Diante de tais adversários, o cristianismo não pôde ficar imune. O século XX marca a propagação de uma série de tendências doutrinárias e teológicas dentro das Igrejas estabelecidas, em que a ansiedade utilitária por resultados práticos e rápidos parece ser a tônica. Pelo menos em muitos púlpitos, a paciência cristã é vencida pelo imediatismo. A par disso, toda forma de opressão tem que ser vencida. É preciso liberar a mulher, o negro, o pobre, o gay. A queda do muro de Berlim marca o que, para muitos, foi o “fim da História”, a vitória final do capitalismo e do liberalismo. Como não podia ser diferente, boa parte da Igreja cristã, já convulsionada pelo turbilhão de idéias conflitantes do século passado, se torna refém desse movimento, e procura desesperadamente encontrar meios de justificar sua adesão constrangida aos novos ventos utilitários.

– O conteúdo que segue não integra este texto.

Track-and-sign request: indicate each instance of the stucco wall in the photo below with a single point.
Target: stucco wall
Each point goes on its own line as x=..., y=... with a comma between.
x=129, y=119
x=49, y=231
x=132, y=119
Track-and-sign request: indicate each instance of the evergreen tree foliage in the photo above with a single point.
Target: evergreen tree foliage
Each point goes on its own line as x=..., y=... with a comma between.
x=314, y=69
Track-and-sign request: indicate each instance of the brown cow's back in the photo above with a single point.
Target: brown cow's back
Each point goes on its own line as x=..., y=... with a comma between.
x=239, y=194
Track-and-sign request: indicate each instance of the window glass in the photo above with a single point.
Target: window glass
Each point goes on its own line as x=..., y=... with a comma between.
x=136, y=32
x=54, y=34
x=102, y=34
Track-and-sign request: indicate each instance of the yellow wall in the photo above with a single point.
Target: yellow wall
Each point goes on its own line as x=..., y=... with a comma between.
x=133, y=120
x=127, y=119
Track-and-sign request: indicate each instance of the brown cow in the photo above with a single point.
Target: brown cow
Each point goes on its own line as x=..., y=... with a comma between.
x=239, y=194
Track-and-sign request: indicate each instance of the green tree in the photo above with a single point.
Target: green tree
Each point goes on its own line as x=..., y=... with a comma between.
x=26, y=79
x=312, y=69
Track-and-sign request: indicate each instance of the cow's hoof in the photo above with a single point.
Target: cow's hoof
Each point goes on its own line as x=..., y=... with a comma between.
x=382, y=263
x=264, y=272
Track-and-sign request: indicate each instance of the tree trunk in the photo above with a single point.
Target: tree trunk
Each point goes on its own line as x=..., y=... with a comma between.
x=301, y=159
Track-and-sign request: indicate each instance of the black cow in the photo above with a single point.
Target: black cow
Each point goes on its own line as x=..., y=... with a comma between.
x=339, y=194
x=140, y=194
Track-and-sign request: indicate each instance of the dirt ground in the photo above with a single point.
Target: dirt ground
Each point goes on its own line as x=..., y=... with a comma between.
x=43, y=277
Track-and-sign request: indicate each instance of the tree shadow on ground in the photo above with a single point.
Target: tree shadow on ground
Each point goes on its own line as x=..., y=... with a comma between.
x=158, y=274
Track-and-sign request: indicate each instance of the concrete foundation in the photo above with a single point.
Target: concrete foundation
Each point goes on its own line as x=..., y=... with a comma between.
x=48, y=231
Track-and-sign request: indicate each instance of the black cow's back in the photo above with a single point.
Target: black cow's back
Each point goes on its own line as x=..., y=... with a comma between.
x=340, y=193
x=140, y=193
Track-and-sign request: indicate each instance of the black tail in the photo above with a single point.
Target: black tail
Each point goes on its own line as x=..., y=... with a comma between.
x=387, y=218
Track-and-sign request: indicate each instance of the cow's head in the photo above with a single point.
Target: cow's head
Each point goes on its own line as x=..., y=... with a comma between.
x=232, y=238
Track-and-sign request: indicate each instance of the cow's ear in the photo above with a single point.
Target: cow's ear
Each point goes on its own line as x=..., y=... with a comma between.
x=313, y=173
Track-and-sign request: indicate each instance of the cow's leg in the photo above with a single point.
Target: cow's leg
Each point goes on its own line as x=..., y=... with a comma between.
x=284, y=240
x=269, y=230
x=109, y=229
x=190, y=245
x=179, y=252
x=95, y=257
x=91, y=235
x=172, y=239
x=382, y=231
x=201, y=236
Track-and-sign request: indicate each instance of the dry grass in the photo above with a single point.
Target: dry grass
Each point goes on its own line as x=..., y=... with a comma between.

Desta forma, modismos são criados, impostos e descartados, trocados pela mais nova tendência. A influência norte-americana, responsável em boa parte pela evangelização protestante do Brasil na virada do século XIX para o XX, se faz notar cada vez mais. Afinal, junto com cada nova tendência vem uma batelada de novos produtos que precisam ser comercializados. Basta uma “palavra profética” dita por alguém - sabe-se lá onde - que bibliotecas inteiras são reduzidas a pó, para que sejam substituídas por novas bibliotecas obviamente compradas a preço de ouro. Discursos conflitantes se repetem e se sucedem, aquilo que o Espírito Santo disse ontem não vale mais para hoje, e é provável que o que vale hoje não valha para amanhã. Se alguém não está na “visão”, está fora dela, e, portanto, deve ser descartado como imprestável. Qualquer semelhança com o consumismo moderno, infelizmente, não é mera coincidência.
Inimigos fictícios de ocasião são criados para justificar a pregação atual. Conforme se desgastam, são trocados por novos personagens e entidades de ficção. O inimigo oficial continua sendo o diabo, é verdade, mas ele recebe novos nomes e se traveste conforme a ocasião se apresenta. O fio condutor do cristianismo, a longa tradição apostólica, mantida inclusive pela Reforma Protestante em seu respeito aos Credos da Igreja Primitiva, precisa ser afastado. O evangelho da graça recebido dos apóstolos não basta mais. Novos inimigos são escolhidos conforme a ocasião. E, ao que parece, o inimigo atual se chama “religiosidade”.
Muitas igrejas hoje entendem que o inimigo a ser batido é a “religiosidade”, ou seja, aqueles que se preocupam em manter viva a essência do evangelho, a graça salvífica e redentora de Nosso Senhor Jesus Cristo, que se revela simples e acessível ao ser humano, seja ele do século III ou do XXI. Não, isso não basta, dizem os novos pregadores do apocalipse. Curiosamente, dizendo-se “apóstolos”, negam a própria tradição apostólica. Dizendo-se resgatadores da verdade evangélica, se valem de novidades rituais e mercadológicas de ocasião. É preciso submeter-se aos seus complicados rituais e repetir os seus chavões, que querem dizer tudo, mas não dizem nada. Já que aquilo que eles chamam de “religiosidade” se preocupa com a essência do evangelho, nela não há lugar para correntes de prosperidade, novos apostolados, estranhas unções e atividades exóticas afins.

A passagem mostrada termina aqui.